Re: Memory leak from ExecutorState context?

From: Melanie Plageman <melanieplageman(at)gmail(dot)com>
To: Konstantin Knizhnik <knizhnik(at)garret(dot)ru>
Cc: Jehan-Guillaume de Rorthais <jgdr(at)dalibo(dot)com>, Tomas Vondra <tomas(dot)vondra(at)enterprisedb(dot)com>, pgsql-hackers(at)lists(dot)postgresql(dot)org
Subject: Re: Memory leak from ExecutorState context?
Date: 2023-04-20 22:51:19
Message-ID: CAAKRu_ZqOGePK6AqMisyQmUyc8vC1kz5NQHe6B4jKg0NpB_Wvg@mail.gmail.com
Views: Raw Message | Whole Thread | Download mbox | Resend email
Thread:
Lists: pgsql-hackers

On Thu, Apr 20, 2023 at 12:42 PM Konstantin Knizhnik <knizhnik(at)garret(dot)ru> wrote:
> On 11.04.2023 8:14 PM, Jehan-Guillaume de Rorthais wrote:
> > On Sat, 8 Apr 2023 02:01:19 +0200
> > Jehan-Guillaume de Rorthais <jgdr(at)dalibo(dot)com> wrote:
> >
> >> On Fri, 31 Mar 2023 14:06:11 +0200
> >> Jehan-Guillaume de Rorthais <jgdr(at)dalibo(dot)com> wrote:
> >>
> >> [...]
> >>
> >> After rebasing Tomas' memory balancing patch, I did some memory measures
> >> to answer some of my questions. Please, find in attachment the resulting
> >> charts "HJ-HEAD.png" and "balancing-v3.png" to compare memory consumption
> >> between HEAD and Tomas' patch. They shows an alternance of numbers
> >> before/after calling ExecHashIncreaseNumBatches (see the debug patch). I
> >> didn't try to find the exact last total peak of memory consumption during the
> >> join phase and before all the BufFiles are destroyed. So the last number
> >> might be underestimated.
> > I did some more analysis about the total memory consumption in filecxt of HEAD,
> > v3 and v4 patches. My previous debug numbers only prints memory metrics during
> > batch increments or hash table destruction. That means:
> >
> > * for HEAD: we miss the batches consumed during the outer scan
> > * for v3: adds twice nbatch in spaceUsed, which is a rough estimation
> > * for v4: batches are tracked in spaceUsed, so they are reflected in spacePeak
> >
> > Using a breakpoint in ExecHashJoinSaveTuple to print "filecxt->mem_allocated"
> > from there, here are the maximum allocated memory for bufFile context for each
> > branch:
> >
> > batches max bufFiles total spaceAllowed rise
> > HEAD 16384 199966960 ~194MB
> > v3 4096 65419456 ~78MB
> > v4(*3) 2048 34273280 48MB nbatch*sizeof(PGAlignedBlock)*3
> > v4(*4) 1024 17170160 60.6MB nbatch*sizeof(PGAlignedBlock)*4
> > v4(*5) 2048 34273280 42.5MB nbatch*sizeof(PGAlignedBlock)*5
> >
> > It seems account for bufFile in spaceUsed allows a better memory balancing and
> > management.
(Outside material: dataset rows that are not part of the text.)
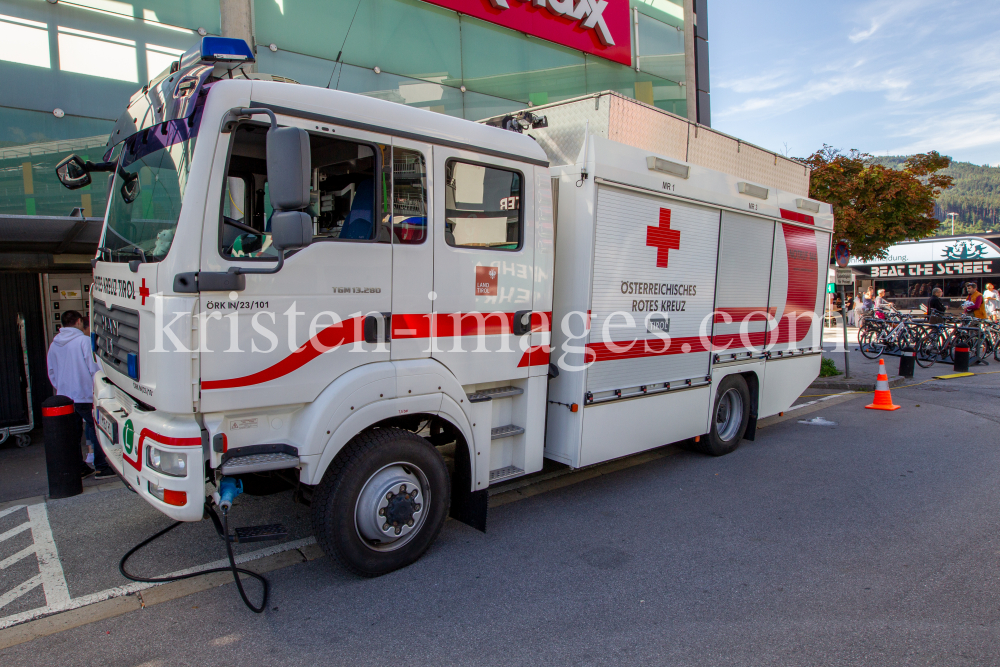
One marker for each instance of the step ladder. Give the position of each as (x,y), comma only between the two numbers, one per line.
(502,431)
(259,458)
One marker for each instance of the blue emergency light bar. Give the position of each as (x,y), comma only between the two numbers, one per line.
(220,50)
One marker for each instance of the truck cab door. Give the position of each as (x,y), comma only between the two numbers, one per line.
(483,237)
(288,335)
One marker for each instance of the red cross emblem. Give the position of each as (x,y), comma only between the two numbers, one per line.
(663,238)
The precise factor to rise spaceAllowed is yet to be defined. *3 or
> > *4 looks good, but this is based on a single artificial test case.
> >
> > Also, note that HEAD is currently reporting ~4MB of memory usage. This is by
> > far wrong with the reality. So even if we don't commit the balancing memory
> > patch in v16, maybe we could account for filecxt in spaceUsed as a bugfix?
> >
> > Regards,
>
> Thank you for the patch.
> I faced with the same problem (OOM caused by hash join).
> I tried to create simplest test reproducing the problem:
>
> create table t(pk int, val int);
> insert into t values (generate_series(1,100000000),0);
> set work_mem='64kB';
> explain (analyze,buffers) select count(*) from t t1 join t t2 on
> (t1.pk=t2.pk);
>
>
> There are three workers and size of each exceeds 1.3Gb.
>
> Plan is the following:
>
> Finalize Aggregate (cost=355905977972.87..355905977972.88 rows=1
> width=8) (actual time=2
> 12961.033..226097.513 rows=1 loops=1)
> Buffers: shared hit=32644 read=852474 dirtied=437947 written=426374,
> temp read=944407 w
> ritten=1130380
> -> Gather (cost=355905977972.65..355905977972.86 rows=2 width=8)
> (actual time=212943.
> 505..226097.497 rows=3 loops=1)
> Workers Planned: 2
> Workers Launched: 2
> Buffers: shared hit=32644 read=852474 dirtied=437947
> written=426374, temp read=94
> 4407 written=1130380
> -> Partial Aggregate (cost=355905976972.65..355905976972.66
> rows=1 width=8) (ac
> tual time=212938.410..212940.035 rows=1 loops=3)
> Buffers: shared hit=32644 read=852474 dirtied=437947
> written=426374, temp r
> ead=944407 written=1130380
> -> Parallel Hash Join (cost=1542739.26..303822614472.65
> rows=20833345000002 width=0) (actual time=163268.274..207829.524
> rows=33333333 loops=3)
> Hash Cond: (t1.pk = t2.pk)
> Buffers: shared hit=32644 read=852474
> dirtied=437947 written=426374, temp read=944407 written=1130380
> -> Parallel Seq Scan on t t1
> (cost=0.00..859144.78 rows=41666678 width=4) (actual
> time=0.045..30828.051 rows=33333333 loops=3)
> Buffers: shared hit=16389 read=426089 written=87
> -> Parallel Hash (cost=859144.78..859144.78
> rows=41666678 width=4) (actual time=82202.445..82202.447 rows=33333333
> loops=3)
> Buckets: 4096 (originally 4096) Batches:
> 32768 (originally 8192) Memory Usage: 192kB
> Buffers: shared hit=16095 read=426383
> dirtied=437947 written=426287, temp read=267898 written=737164
> -> Parallel Seq Scan on t t2
> (cost=0.00..859144.78 rows=41666678 width=4) (actual
> time=0.054..12647.534 rows=33333333 loops=3)
> Buffers: shared hit=16095 read=426383
> dirtied=437947 writ
> ten=426287
> Planning:
> Buffers: shared hit=69 read=38
> Planning Time: 2.819 ms
> Execution Time: 226113.292 ms
> (22 rows)
>
>
>
> -----------------------------
>
> So we have increased number of batches to 32k.
> I applied your patches 0001-0004 but unfortunately them have not reduced
> memory consumption - still size of each backend is more than 1.3Gb.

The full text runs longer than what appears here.